Избранное (Дан) - страница 180

— Так всегда бывает, когда идешь к врачу. Ничего, все обойдется, — сказал я, зевая.

*

У нее было больное сердце, а потом стало плохо и с почками. С сердцем у нее началось давно, еще в детстве: однажды родители оставили ее и сестру на попечении служанки, а служанка — но чего и ждать от служанки — оставила двух маленьких девочек одних, на попечение господа, и куда-то ушла.

Было поздно. В кухню забрела чья-то собака и, заметавшись в поисках выхода, вбежала в спальню к девочкам.

Вернувшись домой, служанка нашла одну из них на кафельной печке, а другую в глубоком обмороке, с пеной на губах. Еле-еле ее привели в чувство. Потом она долго болела.

Со временем она поправилась, но с год назад у нее опять стало пошаливать сердце.

Доктор Шандру посоветовал обратиться к специалисту.

Чтобы успеть вовремя на прием, надо было сесть на трехчасовой ночной поезд.
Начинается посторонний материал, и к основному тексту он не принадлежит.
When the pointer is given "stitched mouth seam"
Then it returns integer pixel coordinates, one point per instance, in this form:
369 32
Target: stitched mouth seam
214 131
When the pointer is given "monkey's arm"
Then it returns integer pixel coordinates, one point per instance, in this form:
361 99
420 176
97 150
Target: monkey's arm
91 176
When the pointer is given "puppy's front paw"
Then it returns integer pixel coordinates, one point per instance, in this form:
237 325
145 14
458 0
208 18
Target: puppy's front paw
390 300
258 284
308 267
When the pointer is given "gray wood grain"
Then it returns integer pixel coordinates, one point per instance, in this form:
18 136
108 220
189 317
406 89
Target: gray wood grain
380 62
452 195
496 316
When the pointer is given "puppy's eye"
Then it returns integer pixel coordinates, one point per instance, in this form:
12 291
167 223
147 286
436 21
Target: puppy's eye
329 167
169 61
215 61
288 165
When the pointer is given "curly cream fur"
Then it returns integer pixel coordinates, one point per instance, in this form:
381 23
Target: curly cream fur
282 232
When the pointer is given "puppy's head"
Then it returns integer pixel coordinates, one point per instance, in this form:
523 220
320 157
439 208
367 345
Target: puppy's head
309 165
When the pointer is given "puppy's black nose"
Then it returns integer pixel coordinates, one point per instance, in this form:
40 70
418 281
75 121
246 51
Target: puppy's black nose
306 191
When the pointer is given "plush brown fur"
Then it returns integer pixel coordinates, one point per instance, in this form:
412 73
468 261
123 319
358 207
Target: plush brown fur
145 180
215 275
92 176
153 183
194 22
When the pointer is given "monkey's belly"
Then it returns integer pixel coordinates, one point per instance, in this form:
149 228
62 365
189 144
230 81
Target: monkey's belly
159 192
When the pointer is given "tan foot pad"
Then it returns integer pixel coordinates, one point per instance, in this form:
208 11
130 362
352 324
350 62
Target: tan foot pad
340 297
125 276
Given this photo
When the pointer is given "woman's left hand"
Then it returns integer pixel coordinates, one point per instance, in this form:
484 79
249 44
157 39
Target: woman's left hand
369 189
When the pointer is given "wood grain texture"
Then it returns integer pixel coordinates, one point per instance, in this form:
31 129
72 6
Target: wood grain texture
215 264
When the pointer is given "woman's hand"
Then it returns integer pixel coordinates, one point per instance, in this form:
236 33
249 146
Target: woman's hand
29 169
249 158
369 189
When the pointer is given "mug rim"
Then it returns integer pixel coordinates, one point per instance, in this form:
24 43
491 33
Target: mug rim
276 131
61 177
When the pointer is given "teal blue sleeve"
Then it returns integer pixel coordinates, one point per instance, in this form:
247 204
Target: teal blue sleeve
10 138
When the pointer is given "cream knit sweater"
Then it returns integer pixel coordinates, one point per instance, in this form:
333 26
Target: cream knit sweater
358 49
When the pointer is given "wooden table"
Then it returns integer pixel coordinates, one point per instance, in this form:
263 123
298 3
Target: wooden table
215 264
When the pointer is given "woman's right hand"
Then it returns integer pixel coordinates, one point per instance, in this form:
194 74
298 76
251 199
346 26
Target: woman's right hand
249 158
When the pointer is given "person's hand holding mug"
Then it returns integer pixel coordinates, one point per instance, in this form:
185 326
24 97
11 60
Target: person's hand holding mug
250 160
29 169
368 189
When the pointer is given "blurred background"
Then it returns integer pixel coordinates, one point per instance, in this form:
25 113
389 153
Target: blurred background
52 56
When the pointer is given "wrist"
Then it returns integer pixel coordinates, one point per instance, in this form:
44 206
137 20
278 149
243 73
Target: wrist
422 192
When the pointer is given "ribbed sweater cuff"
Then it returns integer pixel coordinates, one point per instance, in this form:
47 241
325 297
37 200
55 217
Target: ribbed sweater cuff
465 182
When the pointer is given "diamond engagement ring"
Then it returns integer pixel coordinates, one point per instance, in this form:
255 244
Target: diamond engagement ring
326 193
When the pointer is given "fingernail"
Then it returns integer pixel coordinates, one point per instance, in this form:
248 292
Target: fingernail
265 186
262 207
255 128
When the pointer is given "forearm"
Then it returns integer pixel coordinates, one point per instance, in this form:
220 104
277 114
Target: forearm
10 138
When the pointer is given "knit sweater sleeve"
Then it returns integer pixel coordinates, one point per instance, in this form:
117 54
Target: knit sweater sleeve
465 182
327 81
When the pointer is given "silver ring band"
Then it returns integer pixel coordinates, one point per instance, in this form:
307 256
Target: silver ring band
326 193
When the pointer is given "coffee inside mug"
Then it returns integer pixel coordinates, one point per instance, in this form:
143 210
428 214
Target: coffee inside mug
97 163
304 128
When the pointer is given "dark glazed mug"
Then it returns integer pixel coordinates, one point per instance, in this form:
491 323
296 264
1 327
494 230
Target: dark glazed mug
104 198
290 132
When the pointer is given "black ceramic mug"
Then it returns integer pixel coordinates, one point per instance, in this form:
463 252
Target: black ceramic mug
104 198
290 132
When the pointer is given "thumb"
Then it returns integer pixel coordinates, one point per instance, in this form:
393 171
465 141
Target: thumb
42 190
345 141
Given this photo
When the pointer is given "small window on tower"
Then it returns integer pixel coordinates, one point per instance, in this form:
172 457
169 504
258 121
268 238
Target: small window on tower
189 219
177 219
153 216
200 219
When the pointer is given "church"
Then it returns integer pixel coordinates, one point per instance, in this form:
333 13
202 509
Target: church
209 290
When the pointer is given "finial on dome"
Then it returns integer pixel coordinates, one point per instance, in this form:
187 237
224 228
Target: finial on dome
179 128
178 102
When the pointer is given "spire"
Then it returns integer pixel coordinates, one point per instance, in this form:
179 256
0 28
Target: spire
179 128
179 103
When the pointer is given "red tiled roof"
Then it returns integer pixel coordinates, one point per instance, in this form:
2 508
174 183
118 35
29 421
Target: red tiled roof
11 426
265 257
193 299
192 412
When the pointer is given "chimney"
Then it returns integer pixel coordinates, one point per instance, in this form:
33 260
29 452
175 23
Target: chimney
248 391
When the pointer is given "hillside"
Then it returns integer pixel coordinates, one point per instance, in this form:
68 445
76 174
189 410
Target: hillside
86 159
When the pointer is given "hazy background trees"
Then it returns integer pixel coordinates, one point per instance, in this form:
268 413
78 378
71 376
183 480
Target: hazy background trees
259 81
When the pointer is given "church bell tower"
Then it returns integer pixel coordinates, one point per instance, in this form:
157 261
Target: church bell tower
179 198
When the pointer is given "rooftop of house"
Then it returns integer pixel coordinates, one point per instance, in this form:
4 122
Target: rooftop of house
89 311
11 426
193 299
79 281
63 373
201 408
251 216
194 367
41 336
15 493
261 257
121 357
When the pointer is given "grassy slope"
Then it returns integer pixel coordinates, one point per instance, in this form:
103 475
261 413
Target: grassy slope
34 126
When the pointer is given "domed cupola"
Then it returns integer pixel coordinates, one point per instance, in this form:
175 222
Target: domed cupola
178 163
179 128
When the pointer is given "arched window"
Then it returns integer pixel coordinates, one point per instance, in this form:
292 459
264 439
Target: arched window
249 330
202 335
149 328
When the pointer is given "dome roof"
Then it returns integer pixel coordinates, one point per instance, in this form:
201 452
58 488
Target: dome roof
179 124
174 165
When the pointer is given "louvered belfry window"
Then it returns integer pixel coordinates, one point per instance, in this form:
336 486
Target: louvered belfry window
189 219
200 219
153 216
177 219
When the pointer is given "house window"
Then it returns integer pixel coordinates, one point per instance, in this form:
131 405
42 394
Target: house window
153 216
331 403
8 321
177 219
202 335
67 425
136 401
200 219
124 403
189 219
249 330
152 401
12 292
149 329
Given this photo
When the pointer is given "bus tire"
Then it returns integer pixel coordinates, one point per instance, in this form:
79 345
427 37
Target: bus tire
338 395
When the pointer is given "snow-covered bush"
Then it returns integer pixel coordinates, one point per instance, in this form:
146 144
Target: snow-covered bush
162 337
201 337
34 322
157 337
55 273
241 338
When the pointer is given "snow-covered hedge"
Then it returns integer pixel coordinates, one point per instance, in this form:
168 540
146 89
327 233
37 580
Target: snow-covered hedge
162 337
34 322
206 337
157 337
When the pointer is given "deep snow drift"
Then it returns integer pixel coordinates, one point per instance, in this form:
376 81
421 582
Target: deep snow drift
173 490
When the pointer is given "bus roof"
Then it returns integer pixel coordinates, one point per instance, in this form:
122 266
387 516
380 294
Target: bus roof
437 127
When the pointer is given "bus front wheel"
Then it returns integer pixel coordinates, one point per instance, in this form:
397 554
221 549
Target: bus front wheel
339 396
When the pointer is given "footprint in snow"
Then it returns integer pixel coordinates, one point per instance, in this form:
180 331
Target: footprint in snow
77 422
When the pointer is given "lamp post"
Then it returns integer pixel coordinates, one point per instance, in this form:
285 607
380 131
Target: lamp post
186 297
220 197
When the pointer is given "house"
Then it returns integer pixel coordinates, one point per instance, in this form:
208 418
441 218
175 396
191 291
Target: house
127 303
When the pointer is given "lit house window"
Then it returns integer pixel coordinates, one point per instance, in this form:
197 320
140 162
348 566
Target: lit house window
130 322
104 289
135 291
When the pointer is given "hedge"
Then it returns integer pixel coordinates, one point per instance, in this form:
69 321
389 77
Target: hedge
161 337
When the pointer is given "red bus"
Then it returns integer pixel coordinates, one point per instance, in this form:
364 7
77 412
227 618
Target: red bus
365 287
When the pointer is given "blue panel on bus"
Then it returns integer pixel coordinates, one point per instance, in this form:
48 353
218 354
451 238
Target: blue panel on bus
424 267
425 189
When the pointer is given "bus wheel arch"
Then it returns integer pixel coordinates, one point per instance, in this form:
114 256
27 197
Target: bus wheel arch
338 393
Надев перчатки, она еще раз оглядела комнату.

— Мы ничего не забыли?

— ?

О ее ноги стала тереться ангорская кошка, которая и по сей день жива.

Служанка отогнала ее.

— Зачем ты ее гонишь? Я же тебя сто раз просила…

— Нечего ей ластиться, нехорошо это, примета дурная…

Жена тут же и забыла о кошке, еще раз огляделась.

Служанка захлюпала носом.

Я прикрикнул на нее:

— Что за глупости, неси вещи в машину!

Я очень боялся этой минуты и уже было порадовался, что все обошлось как нельзя лучше, и на тебе, служанка вылезла со своими глупыми приметами, идиотка!.. Да и негодную кошку не вовремя потянуло ласкаться… Мне так и захотелось наподдать ей ногой.

(Не могу понять, как я, даже не подозревая, чем все кончится, вел себя так, словно мне что-то заранее было известно или я предвижу ход событий…)

Во дворе жена отвела служанку в сторону и что-то ей сказала. Позднее я узнал, что именно:

— Анка, присматривай за домом и за хозяином, чтобы не ходил он в неглаженых брюках… Может, я не вернусь…

Ночь эту я не забуду. Она была такая ясная и отчетливая, будто нарисованная на картине. Луна, скользя по небосводу, зацепилась за макушку дуба на Припорском холме.

Лик ее был бледен, в каких-то пятнах, как лицо больной женщины.

Внизу по склону стелился осенний призрачный туман.

Казалось, все вокруг провожало нас: дома, деревья, телеграфные столбы, они словно говорили нам: «Уезжаете? Ну, господь вас благослови!»

Мы сели в такси. Жена закуталась платком, подперла ладонью голову и задумалась.

— Осень, — сказал я.

Она не ответила.

— Морозит. Скоро все покроется инеем, — сказал я некоторое время спустя, но она опять промолчала.

*

Мы ехали в полупустом вагоне первого класса.

В коридоре у окна стоял какой-то толстяк с неприятным одутловатым лицом и всклокоченными волосами, он равнодушно поглядел на нас и отвернулся.